When Fender first released the Road Worn bass line, I was both puzzled and fascinated with them.
I had always considered relic basses to be Custom Shop instruments, built by master craftsmen with a high attention to every detail, not stock production models that anyone can pull off the wall.
Of course it was inevitable that one day relic guitars and basses would be mass produced, given their huge surge in popularity over the last few years. The question is…are the Road Worn basses any good?
Fender makes two Road Worn Bass models, the 50’s Precision Bass which closely resembles a 1957 Fender P-Bass and the 60’s Jazz Bass which looks like a 1962-64 Fender Jazz. Color options for both basses are sunburst (2-tone for the P-Bass, 3-tone for the Jazz) and Fiesta Red. The Road Worn series are made in Fender’s Ensenada Factory in Mexico.
The bodies are finished in nitrocellulose lacquer and the necks have a pre-worn polyurethane coat. The necks feature the vintage 7.25″ radius and are C shaped, which I like a lot. The P-Bass has the one piece maple board and the Jazz has the slab rosewood board. The P-Bass sports the classic gold anodized pickguard and the Jazz features the vintage tortoise shell guard. Both basses come with standard vintage pickups, vintage bridges and those very cool, long stem reverse tuners.
The 50’s Precision Bass
I’ve owned an American Vintage ’57 reissue Precision and the Fender Road Worn ’50s Precision Bass sounds very similar, with a deep growl and a nice mid-range bark that really cuts through a mix. The highs were mellow and creamy, just like a vintage P-Bass should sound. The split coil pickup did not have the period correct raised A-pole piece like the ’57 AV RI, which I didn’t mind as I prefer the flush poles anyway.
The bass I played was very light, I would guess around 8.5 lbs at most, and from what I’ve heard this is a pretty common for most Road Worn basses. The lightweight body and thin finish seemed to accentuate the resonance and the notes really blossomed, especially in the middle of the neck. The bass had lots of punch and was real fun to play, I didn’t want to put it down. I especially liked the wide 1 3/4″ nut and flat C-shaped neck.
The sanded down neck felt real comfortable, not unlike many vintage Fenders I’ve played before. The relic finish looked pretty good from a few feet away but up close it did lack the realistic distressing I’ve seen on many Custom Shop basses. Another thing I noticed is that all the Road Worn Basses have the same basic relic pattern on them. It would be nice to see some variations in the relic treatment throughout the line, maybe a light, medium and heavy relic choice, but I guess you can only expect so much from a production bass.
The build quality was excellent on this bass. It felt very much like a U.S. Vintage series bass and everything was real solid and well put together.

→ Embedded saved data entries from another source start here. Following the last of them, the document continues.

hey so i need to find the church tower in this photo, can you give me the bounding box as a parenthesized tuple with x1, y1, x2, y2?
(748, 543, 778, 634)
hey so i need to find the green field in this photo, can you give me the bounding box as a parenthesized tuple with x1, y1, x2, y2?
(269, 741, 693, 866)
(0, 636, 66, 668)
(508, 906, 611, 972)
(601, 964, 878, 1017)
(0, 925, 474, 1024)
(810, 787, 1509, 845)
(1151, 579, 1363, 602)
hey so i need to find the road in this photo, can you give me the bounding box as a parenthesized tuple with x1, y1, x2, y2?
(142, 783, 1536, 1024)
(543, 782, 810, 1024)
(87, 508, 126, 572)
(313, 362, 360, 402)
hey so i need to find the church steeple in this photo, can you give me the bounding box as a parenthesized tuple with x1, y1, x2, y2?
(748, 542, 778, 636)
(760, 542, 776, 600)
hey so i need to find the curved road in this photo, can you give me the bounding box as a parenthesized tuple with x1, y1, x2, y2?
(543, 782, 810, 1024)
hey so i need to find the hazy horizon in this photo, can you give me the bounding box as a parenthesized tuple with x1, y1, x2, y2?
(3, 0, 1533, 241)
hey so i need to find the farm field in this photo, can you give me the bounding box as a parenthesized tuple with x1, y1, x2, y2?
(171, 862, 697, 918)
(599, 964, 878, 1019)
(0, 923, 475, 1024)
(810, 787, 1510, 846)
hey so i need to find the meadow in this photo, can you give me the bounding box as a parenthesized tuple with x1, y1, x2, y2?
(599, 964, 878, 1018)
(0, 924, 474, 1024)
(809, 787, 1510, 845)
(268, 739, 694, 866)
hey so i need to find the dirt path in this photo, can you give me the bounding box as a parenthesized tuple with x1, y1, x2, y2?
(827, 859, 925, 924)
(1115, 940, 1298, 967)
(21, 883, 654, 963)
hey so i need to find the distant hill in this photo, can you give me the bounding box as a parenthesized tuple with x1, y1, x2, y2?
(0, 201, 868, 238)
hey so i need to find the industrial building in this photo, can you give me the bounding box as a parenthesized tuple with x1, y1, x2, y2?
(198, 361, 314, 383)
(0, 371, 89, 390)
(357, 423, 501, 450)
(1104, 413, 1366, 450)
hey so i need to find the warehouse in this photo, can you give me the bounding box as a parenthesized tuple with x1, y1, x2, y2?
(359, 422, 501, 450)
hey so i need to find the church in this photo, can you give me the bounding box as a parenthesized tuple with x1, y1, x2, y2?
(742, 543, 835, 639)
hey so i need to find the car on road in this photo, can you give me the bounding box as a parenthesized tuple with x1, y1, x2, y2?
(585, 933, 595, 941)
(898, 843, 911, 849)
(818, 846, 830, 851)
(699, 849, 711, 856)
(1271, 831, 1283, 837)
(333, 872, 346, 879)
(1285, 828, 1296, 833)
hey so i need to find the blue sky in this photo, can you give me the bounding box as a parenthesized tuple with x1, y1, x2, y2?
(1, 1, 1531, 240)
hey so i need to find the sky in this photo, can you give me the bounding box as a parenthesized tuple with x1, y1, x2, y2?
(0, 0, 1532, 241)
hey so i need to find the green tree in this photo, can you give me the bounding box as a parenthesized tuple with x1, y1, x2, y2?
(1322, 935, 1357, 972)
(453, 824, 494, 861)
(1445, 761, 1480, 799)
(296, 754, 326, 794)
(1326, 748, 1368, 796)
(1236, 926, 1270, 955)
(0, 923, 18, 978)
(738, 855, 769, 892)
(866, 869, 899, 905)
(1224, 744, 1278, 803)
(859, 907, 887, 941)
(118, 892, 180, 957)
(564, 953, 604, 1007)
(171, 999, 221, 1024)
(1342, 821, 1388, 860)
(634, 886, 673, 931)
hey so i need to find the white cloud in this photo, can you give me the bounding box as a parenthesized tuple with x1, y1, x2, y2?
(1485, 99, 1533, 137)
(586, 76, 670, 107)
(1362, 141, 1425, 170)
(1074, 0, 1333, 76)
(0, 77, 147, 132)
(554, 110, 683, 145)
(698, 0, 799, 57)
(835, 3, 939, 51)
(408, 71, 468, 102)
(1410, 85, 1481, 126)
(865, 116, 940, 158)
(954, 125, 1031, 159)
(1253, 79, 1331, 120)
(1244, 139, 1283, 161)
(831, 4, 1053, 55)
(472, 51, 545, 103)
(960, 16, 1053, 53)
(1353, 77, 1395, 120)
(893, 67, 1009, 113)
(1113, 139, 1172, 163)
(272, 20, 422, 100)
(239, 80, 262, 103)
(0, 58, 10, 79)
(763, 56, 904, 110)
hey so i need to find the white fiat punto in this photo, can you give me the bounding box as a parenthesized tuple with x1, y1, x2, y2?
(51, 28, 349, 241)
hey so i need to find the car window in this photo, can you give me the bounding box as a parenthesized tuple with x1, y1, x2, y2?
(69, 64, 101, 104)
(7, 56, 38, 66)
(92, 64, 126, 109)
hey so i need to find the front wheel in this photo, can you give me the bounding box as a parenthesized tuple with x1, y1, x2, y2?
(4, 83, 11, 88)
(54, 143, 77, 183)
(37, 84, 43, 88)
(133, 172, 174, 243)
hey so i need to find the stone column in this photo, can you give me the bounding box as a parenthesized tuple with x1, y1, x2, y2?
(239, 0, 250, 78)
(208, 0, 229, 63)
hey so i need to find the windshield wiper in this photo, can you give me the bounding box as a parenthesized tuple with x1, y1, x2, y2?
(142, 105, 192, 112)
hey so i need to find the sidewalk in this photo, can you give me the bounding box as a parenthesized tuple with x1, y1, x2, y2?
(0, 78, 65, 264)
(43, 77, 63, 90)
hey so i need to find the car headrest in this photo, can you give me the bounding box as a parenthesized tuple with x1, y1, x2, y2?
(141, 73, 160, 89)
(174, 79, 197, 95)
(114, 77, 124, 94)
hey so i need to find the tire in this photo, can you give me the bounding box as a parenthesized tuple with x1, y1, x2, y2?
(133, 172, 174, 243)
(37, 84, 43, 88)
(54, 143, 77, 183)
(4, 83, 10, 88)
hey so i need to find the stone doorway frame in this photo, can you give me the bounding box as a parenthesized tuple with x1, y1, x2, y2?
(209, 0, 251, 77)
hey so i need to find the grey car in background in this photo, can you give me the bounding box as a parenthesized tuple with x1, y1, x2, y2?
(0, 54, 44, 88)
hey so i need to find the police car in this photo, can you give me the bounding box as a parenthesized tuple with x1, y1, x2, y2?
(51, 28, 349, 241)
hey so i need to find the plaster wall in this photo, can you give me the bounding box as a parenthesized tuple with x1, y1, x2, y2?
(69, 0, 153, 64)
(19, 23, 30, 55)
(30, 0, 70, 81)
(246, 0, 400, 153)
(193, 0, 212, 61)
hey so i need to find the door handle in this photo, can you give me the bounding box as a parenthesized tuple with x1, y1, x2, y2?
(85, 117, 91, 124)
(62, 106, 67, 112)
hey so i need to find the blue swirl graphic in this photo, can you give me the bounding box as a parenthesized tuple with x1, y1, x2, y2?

Overall I was very impressed with this bass, I’ve played a few real vintage Precisions over the years and the Road Worn P-Bass comes pretty close to nailing that feel and vibe.
The 60’s Jazz Bass
The Fender Road Worn ’60s Jazz Bass has that similar broken in feel of the P-Bass. The thin neck (1 1/2″ at the nut) is fast but has a little more meat on it than the ’62 American Vintage Reissue Jazz and I like that. The pickups have that classic focused, sweet tone that has made the Jazz one of the most beloved instruments of all time. The lows are full and tight and the highs sing beautifully, a great sounding J-Bass.
Like all Jazz Basses with single coil pickups they are subseptiable to hum when both volumes are not all the way up. I personally prefer the neck pickup only sound, which produces that distinct deep, woody bark. But the combination of the two pickups can cover a lot of ground. With both turned on full the tone was rich and smooth, just like a vintage Jazz should sound. This Bass can handle pretty much any musical situation, and sound great doing it.
The relic pattern is very similar to the Precision as are all the Road Worn Basses, and although it might be nick-picky I wasn’t that impressed with the tortoise shell pickguard…the pattern looked flat and too swirly compared to the deep and rich real vintage tort. guards. The Bass was pretty light, just slightly heavier than the P-Bass and was real comfortable on my lap. The overall quality was excellent and the bass was as solid and well made as any American made Jazz I’ve played.